How are ideas of nations, nationalism, boundaries changing in Europe?
There has been a tendency in the past to think of the nation-state as having set boundaries—a shared national identity, a state with sovereignty over internal matters, a national economy, and so forth. The aspiration of nation builders was to get all those things to correspond. That’s become much more difficult nowadays as economies escape state boundaries. Now we talk about global production chains, continental economies, corporations that work transnationally. At the same time, the economy is localizing because local factors are critical in determining prosperity. Economies are spilling above and below the state, and supranational and subnational identities are no longer corresponding with the nation-state. This is what we call, “rescaling”.

How has “rescaling” affected nationalism in Europe?
Nationalist movements have latched onto it because rescaling is always political: it covers the spectrum, from the far left to the far right. There are winners and losers when it comes to European integration, global free trade and local economies. When these boundaries shift, winners and losers within those boundaries change. Nationalists who push for new states within existing states will say, “Not only has the existing state failed to recognise our identities, but it is functionally inefficient, as well.”

But these independence movements are still about dividing. Does that not harken back to the old days of the nation-state?
Many nationalists would argue that they are not setting up a smaller version of a nation-state, but that the model of the nation-state is no longer appropriate. They would say, “We operate in a multilevel system and we recognize this better than the state-level does. We don’t want our new state in the old-fashioned sense. We are going beyond that. We want a capacity to operate at multiple levels. We like sharing sovereignty.” In the case of Scotland, independence means sharing the British pound and all kind of institutions with the UK. That’s what I call the “post-sovereignty” argument.
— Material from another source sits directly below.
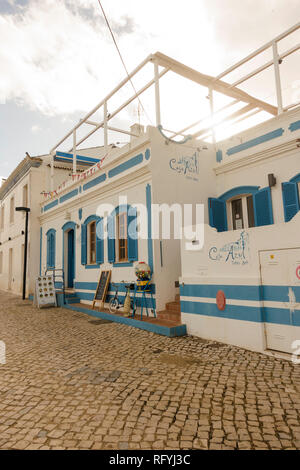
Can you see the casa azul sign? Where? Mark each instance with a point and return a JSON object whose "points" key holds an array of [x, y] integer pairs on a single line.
{"points": [[186, 166]]}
Independence is not what it used to be.

Economies are spilling above and below the state, and supranational and subnational identities are no longer corresponding with the nation-state. This is what we call, “rescaling”.

How is Brexit changing the post-sovereigntist movement in Scotland?
Brexiters voted by and large to bring all the sovereignty back to one place, to Westminster. But those powers don’t belong only to Westminster—they belong to the Scottish Parliament and the Welsh Assembly and the Northern Ireland Assembly, as well. People in England think it’s a unitary state, but it’s not—it’s a quasi-federal state, it’s a complex pluri-national union. If you think of the UK as an asymmetrical federation, a work-in-progress that is constantly being renegotiated—this is exactly what the European Union is like. That’s why Scotland’s position in the UK fits very well into the EU. But the way out of the Scottish dilemma—the “let’s-go-independent-and-remain-in-the-EU’ approach”—is looking difficult today, politically. Scotland trades four times as much with England as with the rest of the UK. If there is to be a hard border between England and Scotland, that’s a hard sell for Scottish voters. The majority of Scottish voters want to stay in both the UK and the EU. They don’t want to come out of the UK union and go into the EU, if that means cutting themselves off from the UK market.